Aujourd’hui, encore refusons cette confusion.

«Cour pénale internationale». Nous sommes nombreux à attendre les débats de cette Cour. À vouloir comprendre. Se pencheront-ils là-bas sur le cinquième des habitants de la planète comme sur des bouts de bois d’ébène ou comme sur leurs égaux en humanité ?  Sauront-ils écouter et entendre, la voix de plus de la moitié d’un peuple ? Les hommes et ces femmes qui la composent sauront-ils regarder autour d’eux pour s’élever au-dessus des intérêts des gouvernements de leurs États d’origine ; au-dessus de leurs intérêts privés, personnels. Sauront-ils soupeser et juger de la véracité des rapports et témoignages en toute objectivité ou laisseront-ils la seule parole à ceux que notre sueur a enrichis, ceux que notre sang a sauvés, ceux qui exploitent notre ignorance dans le cadre de leur culture et dont notre soumission servile à tous leurs caprices en a fait nos «maîtres» ? Qu’ils se rappellent les Henri Torrès, les René Cassin : des hommes, des juristes, qui « tenaient de leur patrie un cœur qui la débordait ».

Oui, nous sommes de ceux qui, par éducation, par conviction, par notre culture héritée, acquise, refuseront toujours  le langage de la violence, et les débordements de l’instinct. De ceux qui tiennent de leur continent un cœur qui le déborde. De ceux qui, dans l’engagement politique, réclameront toujours le débat d’idées et non l’affrontement armé.
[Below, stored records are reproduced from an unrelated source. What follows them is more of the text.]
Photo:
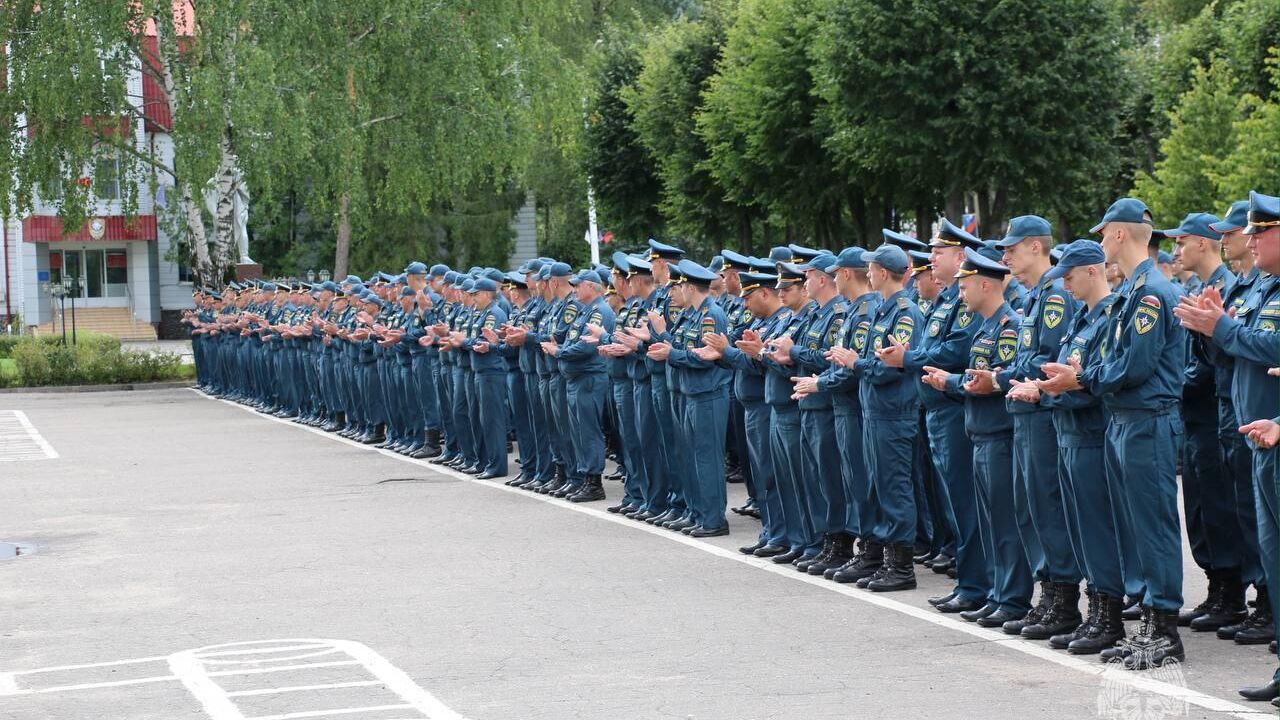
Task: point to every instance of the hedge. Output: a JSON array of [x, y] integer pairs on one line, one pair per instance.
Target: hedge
[[97, 361]]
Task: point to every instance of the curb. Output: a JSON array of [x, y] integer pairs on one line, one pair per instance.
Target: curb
[[55, 390]]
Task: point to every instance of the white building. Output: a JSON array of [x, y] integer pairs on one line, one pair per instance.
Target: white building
[[124, 279]]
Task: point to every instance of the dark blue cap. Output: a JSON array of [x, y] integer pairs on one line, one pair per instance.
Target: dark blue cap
[[991, 250], [977, 264], [1264, 213], [1200, 224], [1237, 218], [1124, 210], [585, 276], [803, 253], [1075, 255], [695, 273], [736, 260], [888, 256], [904, 241], [851, 258], [824, 263], [639, 267], [954, 236], [755, 281], [920, 261], [1023, 227], [663, 251], [789, 273]]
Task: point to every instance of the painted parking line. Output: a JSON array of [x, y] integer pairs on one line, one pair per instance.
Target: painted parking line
[[201, 673], [1109, 677], [19, 440]]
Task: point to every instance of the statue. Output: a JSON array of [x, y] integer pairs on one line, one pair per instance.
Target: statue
[[240, 210]]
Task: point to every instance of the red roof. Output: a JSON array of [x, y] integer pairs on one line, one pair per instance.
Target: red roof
[[48, 228]]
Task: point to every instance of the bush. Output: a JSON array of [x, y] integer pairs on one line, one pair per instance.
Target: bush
[[8, 342], [94, 361]]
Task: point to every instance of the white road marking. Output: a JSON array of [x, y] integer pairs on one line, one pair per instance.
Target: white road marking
[[192, 669], [19, 440], [301, 688], [328, 712], [1137, 680]]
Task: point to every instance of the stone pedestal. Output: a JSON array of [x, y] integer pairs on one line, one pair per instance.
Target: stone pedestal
[[248, 272]]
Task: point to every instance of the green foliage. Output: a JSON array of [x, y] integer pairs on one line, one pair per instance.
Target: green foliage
[[622, 171], [679, 63], [1194, 149], [760, 122], [41, 363]]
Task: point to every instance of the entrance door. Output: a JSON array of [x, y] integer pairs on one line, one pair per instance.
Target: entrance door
[[101, 277]]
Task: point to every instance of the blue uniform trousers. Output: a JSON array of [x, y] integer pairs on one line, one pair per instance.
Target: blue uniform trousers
[[824, 490], [1038, 499], [705, 423], [650, 452], [952, 454], [492, 411], [785, 445], [993, 478], [860, 500], [890, 450], [1141, 458], [1210, 509], [1089, 518], [586, 396], [625, 404], [757, 418]]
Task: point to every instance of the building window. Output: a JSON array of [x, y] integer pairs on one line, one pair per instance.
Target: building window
[[106, 177]]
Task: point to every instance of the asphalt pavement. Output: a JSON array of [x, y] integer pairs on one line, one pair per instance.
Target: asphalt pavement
[[186, 557]]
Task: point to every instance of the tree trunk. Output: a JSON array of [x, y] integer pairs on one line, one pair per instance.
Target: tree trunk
[[343, 245], [197, 242]]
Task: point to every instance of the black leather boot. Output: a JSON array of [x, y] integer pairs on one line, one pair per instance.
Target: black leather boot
[[1229, 609], [841, 550], [1215, 592], [1162, 645], [1036, 614], [864, 566], [1105, 632], [828, 546], [1063, 639], [590, 491], [1063, 615], [899, 573], [1142, 638]]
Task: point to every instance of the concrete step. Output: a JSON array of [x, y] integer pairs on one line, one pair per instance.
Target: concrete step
[[106, 320]]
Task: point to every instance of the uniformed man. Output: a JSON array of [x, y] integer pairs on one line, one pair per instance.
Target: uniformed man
[[1080, 425], [946, 343], [1252, 338], [1211, 524], [991, 429], [805, 354], [1046, 311], [1139, 382]]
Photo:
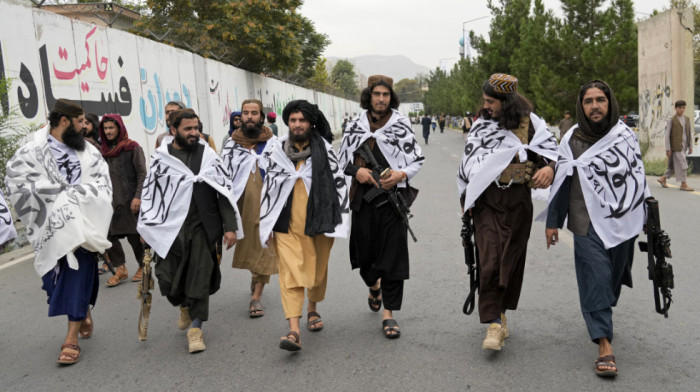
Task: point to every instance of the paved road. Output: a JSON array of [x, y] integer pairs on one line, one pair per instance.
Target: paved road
[[440, 348]]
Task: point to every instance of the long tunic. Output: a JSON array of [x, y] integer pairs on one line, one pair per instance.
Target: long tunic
[[127, 171], [190, 273], [302, 258], [249, 253]]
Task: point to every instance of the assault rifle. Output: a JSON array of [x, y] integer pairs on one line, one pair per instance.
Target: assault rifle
[[144, 294], [471, 258], [658, 248], [394, 198]]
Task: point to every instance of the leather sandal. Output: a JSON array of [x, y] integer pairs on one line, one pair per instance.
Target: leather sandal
[[609, 361], [312, 325], [391, 328], [66, 358], [86, 327], [290, 342], [375, 303], [121, 275], [255, 309]]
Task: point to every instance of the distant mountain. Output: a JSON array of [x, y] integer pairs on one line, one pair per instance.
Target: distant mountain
[[397, 67]]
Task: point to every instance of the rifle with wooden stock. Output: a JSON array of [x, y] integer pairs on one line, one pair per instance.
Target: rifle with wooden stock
[[658, 248]]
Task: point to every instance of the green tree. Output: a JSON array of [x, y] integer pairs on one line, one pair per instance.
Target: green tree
[[409, 90], [343, 78], [257, 35], [320, 79]]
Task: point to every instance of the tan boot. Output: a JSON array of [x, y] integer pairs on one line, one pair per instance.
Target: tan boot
[[184, 321], [195, 338], [494, 338]]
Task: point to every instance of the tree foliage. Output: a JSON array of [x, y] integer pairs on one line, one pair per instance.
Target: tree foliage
[[267, 36], [551, 57], [409, 90], [343, 77]]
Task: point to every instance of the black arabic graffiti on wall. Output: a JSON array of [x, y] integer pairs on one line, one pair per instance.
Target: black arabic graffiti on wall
[[655, 107]]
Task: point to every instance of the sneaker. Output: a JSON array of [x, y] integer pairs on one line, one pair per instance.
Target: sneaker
[[195, 338], [494, 338], [184, 321]]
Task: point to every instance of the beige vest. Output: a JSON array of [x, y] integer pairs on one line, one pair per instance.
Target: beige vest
[[677, 133]]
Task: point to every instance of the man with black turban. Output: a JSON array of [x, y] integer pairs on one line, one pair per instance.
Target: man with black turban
[[378, 242], [305, 203], [600, 186]]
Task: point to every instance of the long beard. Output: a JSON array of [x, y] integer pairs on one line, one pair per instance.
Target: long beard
[[252, 131], [599, 127], [74, 139], [303, 138], [185, 144]]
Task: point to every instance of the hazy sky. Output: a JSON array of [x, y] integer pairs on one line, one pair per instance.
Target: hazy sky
[[427, 32]]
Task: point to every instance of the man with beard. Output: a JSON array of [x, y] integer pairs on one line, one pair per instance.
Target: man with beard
[[425, 121], [243, 157], [127, 169], [304, 202], [678, 140], [183, 223], [508, 152], [600, 186], [61, 189], [170, 107], [378, 241], [233, 124]]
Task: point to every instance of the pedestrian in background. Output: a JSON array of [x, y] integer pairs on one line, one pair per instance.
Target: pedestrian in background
[[127, 169], [678, 141]]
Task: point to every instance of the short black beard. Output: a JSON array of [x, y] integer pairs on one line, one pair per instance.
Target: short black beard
[[184, 144], [303, 138], [599, 127], [74, 139], [251, 131]]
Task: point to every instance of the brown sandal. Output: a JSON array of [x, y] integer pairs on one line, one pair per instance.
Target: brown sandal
[[65, 358], [609, 361], [121, 275], [312, 324], [290, 342], [86, 327], [255, 309]]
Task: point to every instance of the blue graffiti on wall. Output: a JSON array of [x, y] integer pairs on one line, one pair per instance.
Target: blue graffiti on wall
[[152, 112]]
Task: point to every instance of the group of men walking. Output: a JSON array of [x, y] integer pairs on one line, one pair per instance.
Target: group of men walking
[[283, 200]]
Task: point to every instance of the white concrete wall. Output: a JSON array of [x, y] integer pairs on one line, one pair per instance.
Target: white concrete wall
[[48, 56], [665, 53]]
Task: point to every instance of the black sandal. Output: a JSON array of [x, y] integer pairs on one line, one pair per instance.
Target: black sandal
[[291, 345], [391, 328], [375, 304]]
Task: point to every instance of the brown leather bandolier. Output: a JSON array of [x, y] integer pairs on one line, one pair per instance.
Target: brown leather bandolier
[[518, 173]]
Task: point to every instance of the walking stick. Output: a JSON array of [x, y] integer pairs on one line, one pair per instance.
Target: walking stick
[[144, 294]]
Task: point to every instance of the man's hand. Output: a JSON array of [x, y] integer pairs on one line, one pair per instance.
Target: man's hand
[[392, 179], [135, 205], [230, 239], [543, 177], [364, 176], [552, 236]]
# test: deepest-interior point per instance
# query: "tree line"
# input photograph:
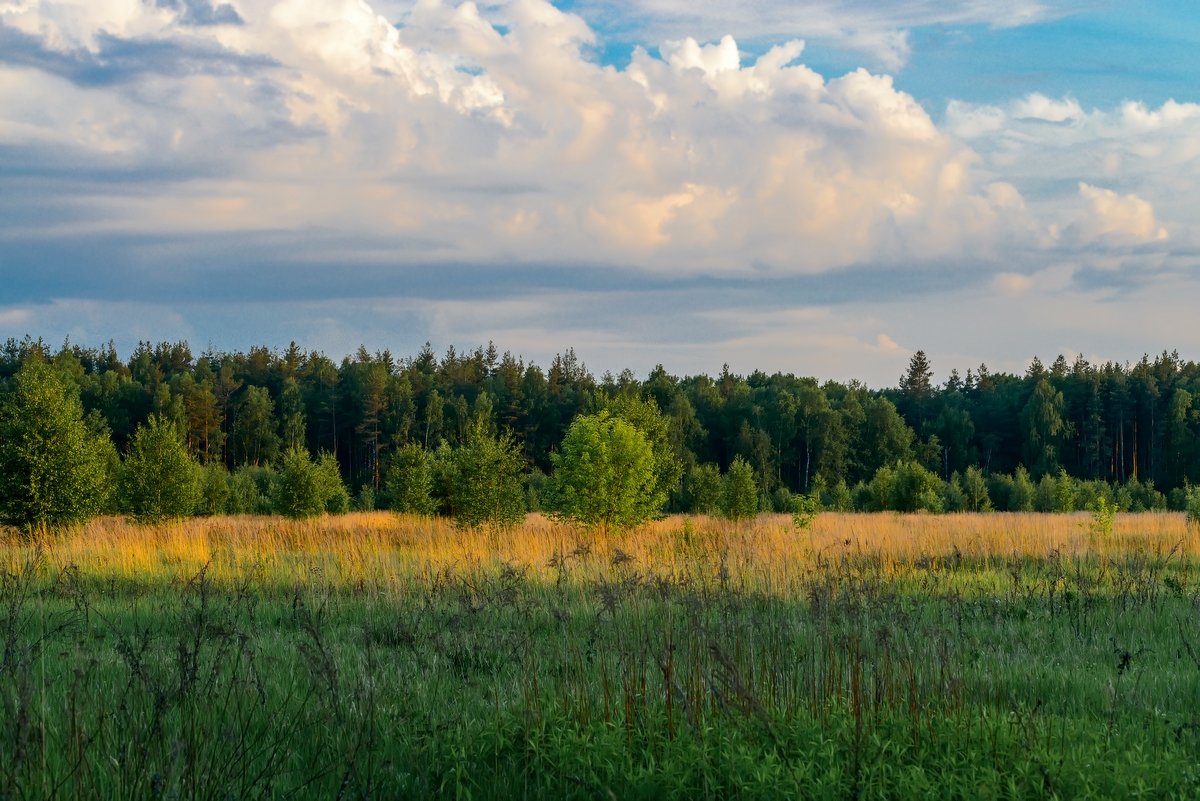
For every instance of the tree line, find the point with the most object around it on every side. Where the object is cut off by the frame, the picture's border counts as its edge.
(425, 433)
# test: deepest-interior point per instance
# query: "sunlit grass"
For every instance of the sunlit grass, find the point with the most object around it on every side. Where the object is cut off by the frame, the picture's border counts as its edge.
(384, 550)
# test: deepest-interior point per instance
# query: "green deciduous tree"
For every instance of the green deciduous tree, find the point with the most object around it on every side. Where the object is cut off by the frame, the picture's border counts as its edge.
(305, 488)
(253, 429)
(739, 495)
(605, 475)
(54, 469)
(645, 415)
(702, 489)
(484, 480)
(159, 479)
(408, 481)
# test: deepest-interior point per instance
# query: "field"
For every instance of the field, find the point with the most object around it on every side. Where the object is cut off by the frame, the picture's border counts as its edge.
(372, 656)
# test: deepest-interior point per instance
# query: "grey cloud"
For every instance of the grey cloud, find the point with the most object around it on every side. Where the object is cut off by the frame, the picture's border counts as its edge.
(203, 12)
(123, 60)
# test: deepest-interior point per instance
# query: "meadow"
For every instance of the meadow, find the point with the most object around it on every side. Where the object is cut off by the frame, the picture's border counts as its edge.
(379, 656)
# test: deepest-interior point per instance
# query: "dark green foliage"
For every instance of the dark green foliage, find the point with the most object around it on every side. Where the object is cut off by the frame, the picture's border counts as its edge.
(408, 481)
(214, 489)
(54, 470)
(484, 480)
(1042, 680)
(975, 489)
(299, 489)
(251, 491)
(805, 510)
(906, 487)
(304, 488)
(646, 416)
(739, 492)
(1133, 427)
(337, 497)
(606, 474)
(702, 489)
(159, 479)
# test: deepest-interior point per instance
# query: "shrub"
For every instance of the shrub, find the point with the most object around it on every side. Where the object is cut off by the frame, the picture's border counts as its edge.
(484, 480)
(54, 470)
(739, 492)
(605, 474)
(251, 491)
(408, 481)
(159, 479)
(305, 488)
(214, 489)
(805, 510)
(702, 489)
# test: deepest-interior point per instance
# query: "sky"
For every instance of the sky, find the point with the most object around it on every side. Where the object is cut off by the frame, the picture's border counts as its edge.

De ceux qui ne lutteront jamais que contre des adversaires avec la force des mots et des idées et non contre des ennemis, la kalach au poing ; et nous ne cesserons d’être fidèles à nos idéaux du Rassemblement Démocratique Africain. Être nous-mêmes, tout en restant ouverts aux autres. Source et visée.

Oui, nous refusons, aujourd’hui, avec la même détermination, que les mêmes qui jugeaient l’émancipation de l’homme noir prématurée, veuillent le ramener à l’ère des gouverneurs qui viennent tout briser et auxquels on fait succéder d’autres gouverneurs qui viendraient tout remettre «en ordre».  Sous la «protection» des forces armées.

Écraser sous les bombes la résidence présidentielle, quand l’Élysée a toujours été respecté ; tuer,  ou laisser tuer, une population d’hommes, de femmes, tel un gibier que l’on abat, sans interposition réelle et suffisante : N’y a-t-il pas là crime à juger ?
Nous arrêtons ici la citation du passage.